Wer mit dem Thema Handelslogistik zu tun hat, kommt um den leidigen Punkt Palettenmanagement nicht herum. In vielen Fällen klappt dieses Thema nicht: Zwischen Handel und Logistiker gibt es Zwist über Gutschriften und Güte der Paletten.
Grund dafür ist nach Angaben von Hubert Valder, stellvertretender Hauptgeschäftsführer des Deutschen Speditions- und Logistikverbands (DSLV), dass zwischen dem Handelsunternehmen als Empfänger der Ware und der Spedition beziehungsweise dem Logistikdienstleister keine Vertragsbedingungen bestehen. Somit falle es dem Handel vergleichsweise leicht, das Tauschrisiko auf die Spediteure zu verlagern – obwohl die Gerichte meist anders entscheiden.
Gleichzeitig seien die Anforderungen gestiegen. Es wird nicht mehr nur zwischen tauschfähig und nicht tauschfähig unterschieden, sondern in die Qualitätsklassifizierungen neu, A, B, C und nicht gebrauchsfähig unterteilt.
Typische Stolperfalle: Erfüllungsort ist nicht der Ablieferungsort
"Wir haben die rechtlichen Spielregeln, aber leider funktionieren sie nicht immer in der Praxis", sagte Valder. Typische Stolperfalle sei etwa die Situation, bei der etwa der Erfüllungsort nicht der Ablieferungsort ist – dies bedeute einen erhöhten Arbeits- und Zeitaufwand für den Spediteur. Auch komme es häufiger zu einem Nichttausch – "hier schuldet der Empfänger nur die Dokumentation, dass nicht getauscht wurde", die Tauschverpflichtung falle also weg.
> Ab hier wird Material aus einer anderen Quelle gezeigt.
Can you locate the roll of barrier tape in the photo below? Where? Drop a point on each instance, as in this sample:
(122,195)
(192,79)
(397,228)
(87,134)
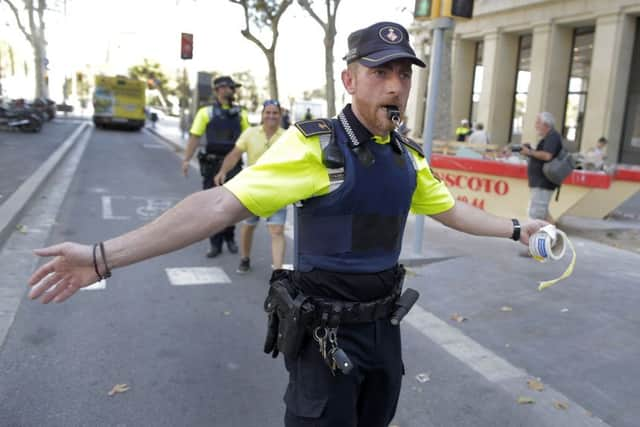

Ein weiteres Hindernis ist, dass der Palettenpool nur bedingt auch einer ist: Die verschiedenen Anbieter schließen die Tauschfähigkeit untereinander aufgrund ihrer markenrechtlichen Kriterien aus. In der Handelslogistik stellt laut Rechtsanwalt Valder der Umgang mit der World-Palette etwa eine besondere Stolperfalle dar: Wer an der Rampe mehrere Male vorbehaltlos die World-Paletten annimmt und sogar quittiert, streitet damit die Tauschfähigkeit nicht ab – was einer stillschweigenden Vertragsänderung gleichkommt. Um Beweisprobleme zu vermeiden, rät Valder dazu, dass die Fahrer explizit "World-Paletten angenommen" auf die Palettenquittierung schreiben und sich das unterzeichnen lassen sollten – ebenso wie bei der Annahme von beschädigten Ladungsträgern sowie Einmalpaletten.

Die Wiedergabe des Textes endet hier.